Gas Prices: Supply and Demand

gas station

One of the most basic concepts of economics, supply and demand is also one of the biggest determining factors of gas prices as well as oil prices. The concept is simple: if the demand is higher than the supply, prices go up. Conversely, if demand is lower than the supply, the prices go down. In extreme cases, these are called shortage and surplus, respectively.

Supply and demand is a seasonal concept: in general, gas prices usually go up during summer and winter because both private and corporate entities will use up more gas to run their homes and buildings and cars to be more comfortable, while power plants will use up more gas and oil to keep their reactors working.

Gas Prices and Commodities Traders

If the supply-and-demand model is one of the simplest economic concepts, then commodities trading is probably one of the most complex. It’s also one of the most important factors to govern oil prices.

In essence, commodities trading is when traders buy a certain amount of gasoline from companies which will be delivered to the trader at a future time. However, these traders do not intend to keep the oil and gas they’ve bought; rather, they will usually wait for oil and gas prices to rise before selling off their stock to turn a profit. It’s basically like the “Dinar Guru” scam: commodities traders will often get shareholders to cough up money to buy an asset that they believe will go up in value in the future. However, unlike the ‘dinar guru’ scam, commodities traders can actually greatly impact the value of the asset in question.

While it might seem confusing, it’s also a gas price-determining factor that is based on speculation: because commodities traders will only sell their assets if and when its stock market price goes up, they will usually bid for its price to be higher, which then creates a self-fulfilling prophecy that drives the prices of gas prices up.

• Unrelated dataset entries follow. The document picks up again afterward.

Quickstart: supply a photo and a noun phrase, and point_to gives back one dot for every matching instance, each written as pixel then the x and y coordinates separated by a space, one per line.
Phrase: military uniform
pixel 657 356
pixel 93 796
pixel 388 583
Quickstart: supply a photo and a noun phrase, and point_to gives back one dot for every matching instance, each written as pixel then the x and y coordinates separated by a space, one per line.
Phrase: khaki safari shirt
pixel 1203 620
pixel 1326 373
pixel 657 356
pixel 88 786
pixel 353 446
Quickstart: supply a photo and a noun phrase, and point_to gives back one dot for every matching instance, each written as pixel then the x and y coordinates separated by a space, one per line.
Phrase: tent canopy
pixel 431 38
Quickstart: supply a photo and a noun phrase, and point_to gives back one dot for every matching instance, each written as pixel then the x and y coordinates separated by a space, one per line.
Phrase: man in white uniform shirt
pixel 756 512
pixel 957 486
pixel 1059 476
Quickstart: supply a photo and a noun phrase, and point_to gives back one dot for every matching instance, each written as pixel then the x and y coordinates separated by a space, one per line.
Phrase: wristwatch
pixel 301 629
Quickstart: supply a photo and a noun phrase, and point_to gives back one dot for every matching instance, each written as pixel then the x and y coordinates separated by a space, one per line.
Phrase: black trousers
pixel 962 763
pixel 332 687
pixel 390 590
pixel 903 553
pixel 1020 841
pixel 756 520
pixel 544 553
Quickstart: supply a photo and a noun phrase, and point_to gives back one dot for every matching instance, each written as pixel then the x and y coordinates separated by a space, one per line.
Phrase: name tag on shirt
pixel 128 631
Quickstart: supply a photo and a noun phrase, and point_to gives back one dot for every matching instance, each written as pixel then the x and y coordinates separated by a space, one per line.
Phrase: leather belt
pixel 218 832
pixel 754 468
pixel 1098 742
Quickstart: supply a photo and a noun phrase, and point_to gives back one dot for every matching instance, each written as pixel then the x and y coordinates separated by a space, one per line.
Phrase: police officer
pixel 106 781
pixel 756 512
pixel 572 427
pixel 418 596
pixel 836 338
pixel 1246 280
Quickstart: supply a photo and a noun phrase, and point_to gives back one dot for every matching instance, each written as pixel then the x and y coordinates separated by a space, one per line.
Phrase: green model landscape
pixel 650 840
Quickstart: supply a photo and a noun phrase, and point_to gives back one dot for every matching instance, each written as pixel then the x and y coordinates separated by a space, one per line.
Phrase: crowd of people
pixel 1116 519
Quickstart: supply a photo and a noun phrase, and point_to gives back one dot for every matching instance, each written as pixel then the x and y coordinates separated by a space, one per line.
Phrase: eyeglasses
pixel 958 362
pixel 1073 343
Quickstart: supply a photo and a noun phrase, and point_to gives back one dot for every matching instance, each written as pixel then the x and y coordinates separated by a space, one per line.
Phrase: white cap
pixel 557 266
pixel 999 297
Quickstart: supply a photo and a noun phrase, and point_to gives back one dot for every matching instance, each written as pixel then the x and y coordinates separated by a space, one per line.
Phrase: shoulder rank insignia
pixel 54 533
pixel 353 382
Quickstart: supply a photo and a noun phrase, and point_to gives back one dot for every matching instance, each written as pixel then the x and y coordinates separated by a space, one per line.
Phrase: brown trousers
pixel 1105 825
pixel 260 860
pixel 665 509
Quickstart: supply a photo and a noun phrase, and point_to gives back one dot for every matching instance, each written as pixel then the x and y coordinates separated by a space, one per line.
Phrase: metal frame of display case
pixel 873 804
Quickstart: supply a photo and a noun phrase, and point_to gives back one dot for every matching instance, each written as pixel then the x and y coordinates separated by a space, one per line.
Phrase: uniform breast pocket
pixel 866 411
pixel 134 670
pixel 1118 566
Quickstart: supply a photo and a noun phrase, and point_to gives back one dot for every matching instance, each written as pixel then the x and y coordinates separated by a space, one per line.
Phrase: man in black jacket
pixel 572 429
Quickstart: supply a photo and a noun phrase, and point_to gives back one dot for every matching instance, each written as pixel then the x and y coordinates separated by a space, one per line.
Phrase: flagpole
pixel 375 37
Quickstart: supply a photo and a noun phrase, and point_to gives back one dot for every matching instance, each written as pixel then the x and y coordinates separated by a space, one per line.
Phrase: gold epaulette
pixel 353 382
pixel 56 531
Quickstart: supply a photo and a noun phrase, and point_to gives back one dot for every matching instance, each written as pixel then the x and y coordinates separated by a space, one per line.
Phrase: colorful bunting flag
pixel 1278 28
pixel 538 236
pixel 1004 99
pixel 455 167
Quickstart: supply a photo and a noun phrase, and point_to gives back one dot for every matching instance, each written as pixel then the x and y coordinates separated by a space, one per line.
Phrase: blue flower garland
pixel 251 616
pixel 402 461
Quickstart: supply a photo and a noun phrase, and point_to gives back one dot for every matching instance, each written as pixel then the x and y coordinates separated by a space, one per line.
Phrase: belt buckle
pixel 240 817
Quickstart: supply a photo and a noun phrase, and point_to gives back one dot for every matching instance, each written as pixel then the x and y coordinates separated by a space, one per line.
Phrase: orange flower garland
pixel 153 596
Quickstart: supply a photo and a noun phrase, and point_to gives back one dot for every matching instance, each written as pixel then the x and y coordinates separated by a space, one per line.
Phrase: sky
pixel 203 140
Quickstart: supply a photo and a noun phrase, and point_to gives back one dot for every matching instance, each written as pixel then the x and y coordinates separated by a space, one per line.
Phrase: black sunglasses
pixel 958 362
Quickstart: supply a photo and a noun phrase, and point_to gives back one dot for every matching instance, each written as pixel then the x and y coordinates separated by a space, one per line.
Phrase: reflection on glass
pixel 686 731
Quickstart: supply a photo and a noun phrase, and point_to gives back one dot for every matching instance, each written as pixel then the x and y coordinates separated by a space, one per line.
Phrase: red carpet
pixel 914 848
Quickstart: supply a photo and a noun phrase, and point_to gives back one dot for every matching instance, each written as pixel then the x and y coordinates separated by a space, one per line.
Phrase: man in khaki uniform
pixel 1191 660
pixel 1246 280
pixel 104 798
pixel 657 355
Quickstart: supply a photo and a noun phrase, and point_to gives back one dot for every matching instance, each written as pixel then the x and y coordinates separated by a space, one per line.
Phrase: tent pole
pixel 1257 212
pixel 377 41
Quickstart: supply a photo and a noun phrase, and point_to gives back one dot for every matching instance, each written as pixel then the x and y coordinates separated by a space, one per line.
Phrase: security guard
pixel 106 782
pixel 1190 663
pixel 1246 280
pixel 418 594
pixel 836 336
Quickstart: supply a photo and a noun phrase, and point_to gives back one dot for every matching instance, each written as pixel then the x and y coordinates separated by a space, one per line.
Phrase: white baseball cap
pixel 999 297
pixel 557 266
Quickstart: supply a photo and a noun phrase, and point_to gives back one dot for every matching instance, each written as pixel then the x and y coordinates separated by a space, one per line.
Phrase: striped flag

However, this model creates an economic bubble that only benefits commodities traders. Oil and gas companies get their fair share, but they’re usually at the mercy of traders. Meanwhile, the average consumer is left paying for the difference at the pump, while the traders enjoy millions –sometimes even billions –of dollars in profit. Becoming a commodities trader is a great way to build wealth and retire rich, but it’s also one that requires questionable ethics.

Why the Dollar is Important to Gas Prices

price of gasoline per liter

Finally, one of the most important determining factors of gas prices is the value of the dollar. Because commodities traders usually trade in U.S. dollars, the health of the American currency is directly tied to the profit commodities traders can make, which in turn, determines how much they’re willing to pay oil and gas companies.

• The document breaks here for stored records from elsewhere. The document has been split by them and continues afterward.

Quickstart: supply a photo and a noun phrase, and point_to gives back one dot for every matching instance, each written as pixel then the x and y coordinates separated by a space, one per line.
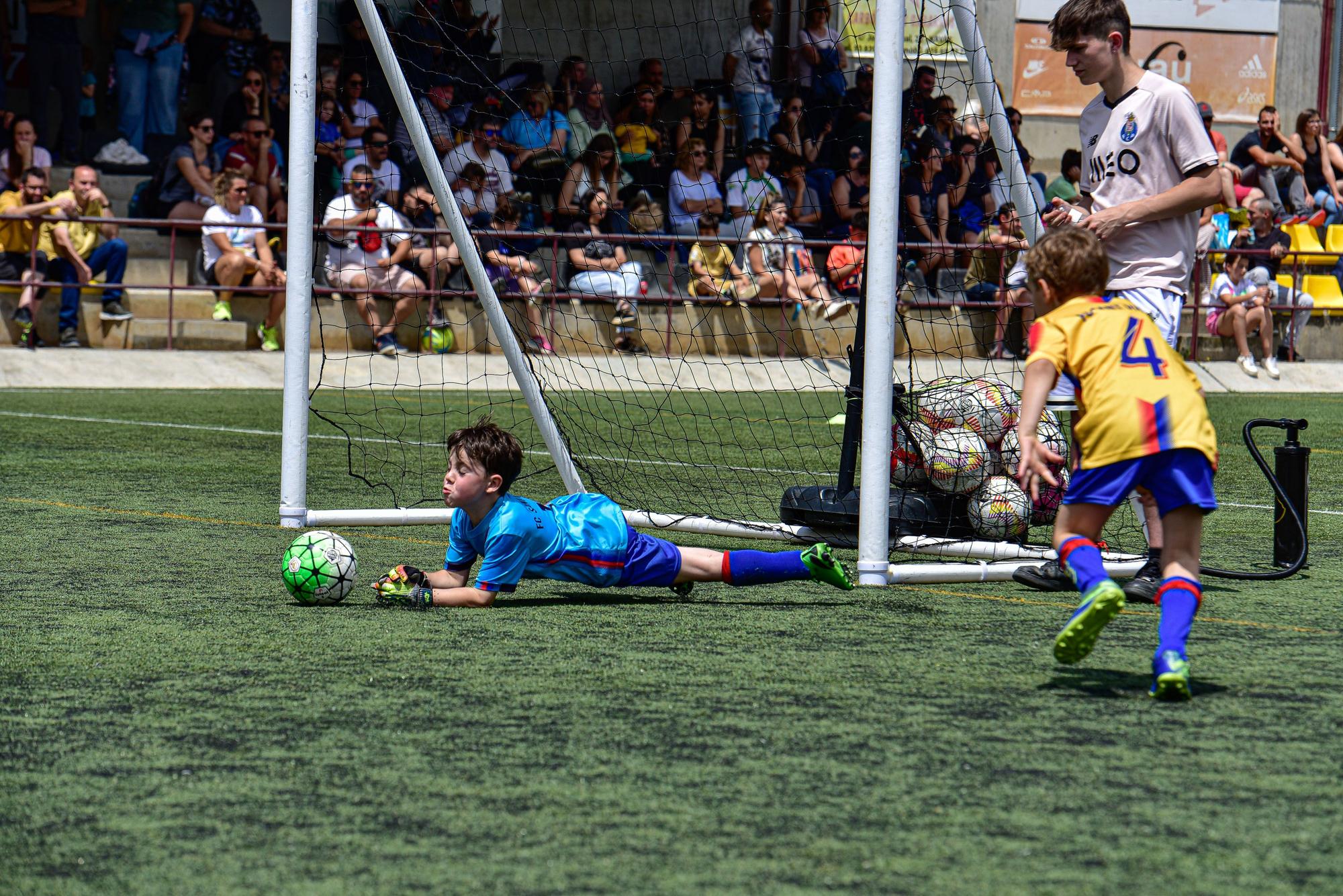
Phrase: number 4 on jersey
pixel 1129 358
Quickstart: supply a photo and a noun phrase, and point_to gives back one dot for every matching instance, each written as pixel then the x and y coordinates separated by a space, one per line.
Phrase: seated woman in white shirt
pixel 238 254
pixel 694 188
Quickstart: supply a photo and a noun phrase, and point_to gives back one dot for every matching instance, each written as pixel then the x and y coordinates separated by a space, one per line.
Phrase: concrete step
pixel 152 333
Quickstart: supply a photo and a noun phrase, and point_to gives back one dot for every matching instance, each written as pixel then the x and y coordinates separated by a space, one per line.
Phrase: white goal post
pixel 988 561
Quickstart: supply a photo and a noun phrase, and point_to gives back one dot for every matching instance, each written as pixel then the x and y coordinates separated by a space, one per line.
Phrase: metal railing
pixel 663 243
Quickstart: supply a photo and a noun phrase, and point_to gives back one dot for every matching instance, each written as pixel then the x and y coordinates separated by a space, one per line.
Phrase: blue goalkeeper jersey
pixel 574 538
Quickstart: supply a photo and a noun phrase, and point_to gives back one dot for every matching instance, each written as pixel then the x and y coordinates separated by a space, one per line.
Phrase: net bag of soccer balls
pixel 962 439
pixel 319 568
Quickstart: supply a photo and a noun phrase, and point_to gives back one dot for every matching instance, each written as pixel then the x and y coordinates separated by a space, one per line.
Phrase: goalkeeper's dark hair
pixel 491 446
pixel 1071 260
pixel 1089 19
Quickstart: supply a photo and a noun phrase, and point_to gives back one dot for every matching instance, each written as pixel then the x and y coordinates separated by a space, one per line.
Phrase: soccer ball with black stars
pixel 319 569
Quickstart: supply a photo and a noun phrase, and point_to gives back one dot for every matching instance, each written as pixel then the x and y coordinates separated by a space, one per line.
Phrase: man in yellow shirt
pixel 1142 424
pixel 77 256
pixel 19 213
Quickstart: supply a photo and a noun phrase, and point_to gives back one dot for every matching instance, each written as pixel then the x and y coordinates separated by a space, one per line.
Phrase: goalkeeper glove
pixel 409 575
pixel 401 593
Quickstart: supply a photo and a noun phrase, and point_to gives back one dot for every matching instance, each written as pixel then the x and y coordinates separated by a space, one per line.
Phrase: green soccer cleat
pixel 269 337
pixel 1099 607
pixel 1170 677
pixel 824 566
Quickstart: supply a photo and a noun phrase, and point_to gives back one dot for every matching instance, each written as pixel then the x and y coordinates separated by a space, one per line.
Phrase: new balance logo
pixel 1254 68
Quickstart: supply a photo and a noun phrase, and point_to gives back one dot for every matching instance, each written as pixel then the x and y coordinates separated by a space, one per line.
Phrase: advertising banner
pixel 1235 72
pixel 1259 16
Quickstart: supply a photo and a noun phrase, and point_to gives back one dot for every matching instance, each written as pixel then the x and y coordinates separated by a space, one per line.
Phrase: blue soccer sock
pixel 763 568
pixel 1178 599
pixel 1082 558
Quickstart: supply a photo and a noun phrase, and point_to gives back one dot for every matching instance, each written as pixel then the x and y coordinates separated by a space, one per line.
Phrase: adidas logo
pixel 1254 68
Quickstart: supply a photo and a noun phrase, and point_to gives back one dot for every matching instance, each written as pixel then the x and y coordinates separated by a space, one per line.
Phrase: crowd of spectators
pixel 773 154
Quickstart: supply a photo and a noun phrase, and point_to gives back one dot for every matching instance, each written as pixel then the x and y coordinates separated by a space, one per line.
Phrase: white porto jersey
pixel 1141 146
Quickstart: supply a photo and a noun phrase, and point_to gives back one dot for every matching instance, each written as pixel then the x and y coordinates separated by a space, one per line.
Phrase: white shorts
pixel 1162 306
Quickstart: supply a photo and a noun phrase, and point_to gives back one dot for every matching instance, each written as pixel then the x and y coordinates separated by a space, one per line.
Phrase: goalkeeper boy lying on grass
pixel 575 538
pixel 1144 423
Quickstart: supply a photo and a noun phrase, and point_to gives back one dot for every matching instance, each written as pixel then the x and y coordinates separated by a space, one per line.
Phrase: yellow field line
pixel 1003 599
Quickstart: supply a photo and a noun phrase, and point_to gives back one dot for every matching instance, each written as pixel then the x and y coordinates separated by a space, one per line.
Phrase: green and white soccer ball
pixel 319 568
pixel 1000 510
pixel 956 460
pixel 437 340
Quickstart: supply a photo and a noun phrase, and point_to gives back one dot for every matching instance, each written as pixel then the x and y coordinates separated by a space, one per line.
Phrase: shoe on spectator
pixel 115 311
pixel 837 309
pixel 269 337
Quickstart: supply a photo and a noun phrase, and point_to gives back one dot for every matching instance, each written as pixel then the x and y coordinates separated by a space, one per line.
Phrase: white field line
pixel 639 462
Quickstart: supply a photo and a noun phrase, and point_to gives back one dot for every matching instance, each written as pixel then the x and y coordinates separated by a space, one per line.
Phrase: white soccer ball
pixel 907 466
pixel 989 407
pixel 956 460
pixel 1051 435
pixel 941 403
pixel 1000 510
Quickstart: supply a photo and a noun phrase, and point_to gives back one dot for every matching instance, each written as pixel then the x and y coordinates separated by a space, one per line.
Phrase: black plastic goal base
pixel 911 513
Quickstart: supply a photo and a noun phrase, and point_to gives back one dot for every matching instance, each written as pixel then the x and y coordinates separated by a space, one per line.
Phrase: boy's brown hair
pixel 1071 260
pixel 491 446
pixel 1089 19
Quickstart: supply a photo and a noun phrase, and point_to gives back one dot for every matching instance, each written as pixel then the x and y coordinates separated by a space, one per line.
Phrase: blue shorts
pixel 651 561
pixel 1176 478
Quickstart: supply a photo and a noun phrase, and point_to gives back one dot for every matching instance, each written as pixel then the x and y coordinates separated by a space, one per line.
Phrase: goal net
pixel 647 262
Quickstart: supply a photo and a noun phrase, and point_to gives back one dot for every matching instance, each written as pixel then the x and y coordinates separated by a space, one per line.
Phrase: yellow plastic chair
pixel 1325 290
pixel 1305 239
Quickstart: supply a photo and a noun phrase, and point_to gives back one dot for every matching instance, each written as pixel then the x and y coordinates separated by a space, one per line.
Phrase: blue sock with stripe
pixel 763 568
pixel 1082 558
pixel 1178 597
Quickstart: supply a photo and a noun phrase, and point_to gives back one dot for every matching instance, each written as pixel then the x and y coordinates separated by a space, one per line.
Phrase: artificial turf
pixel 173 722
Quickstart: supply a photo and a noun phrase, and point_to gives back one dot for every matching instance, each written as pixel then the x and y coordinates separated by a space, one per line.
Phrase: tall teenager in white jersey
pixel 1149 168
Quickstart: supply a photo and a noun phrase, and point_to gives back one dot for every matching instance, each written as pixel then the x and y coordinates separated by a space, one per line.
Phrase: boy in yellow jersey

In general, the healthier the dollar, the more stable gas prices will be. This is because commodities traders have a larger amount of money that they can risk because it’s backed by a robust economy. If the value of the dollar goes down, however, then gas prices will become volatile: some traders might want to play it safe and thus hold on to their assets, while some traders might try to jack up the prices of gas overnight so they can make a profit as quickly as possible before the bubble bursts.

In 2020, gas prices became volatile because of a number of reasons: first, supply outstripped demand because local lockdowns prevented people from traveling (thus lessening their need for gasoline), second, commodities traders were unsure exactly how to transition their business models into the new normal, and finally, global economies were at a stand-still, which meant that, while the dollar didn’t crash, it also wasn’t exactly healthy.

However, now that the world is normalizing again, what does this mean for gas prices? Well, some speculators believe that the surge in travel will once again raise gas prices, while some people believe that alternative fuels and energy will quickly replace oil and gas in the future. Only time will tell.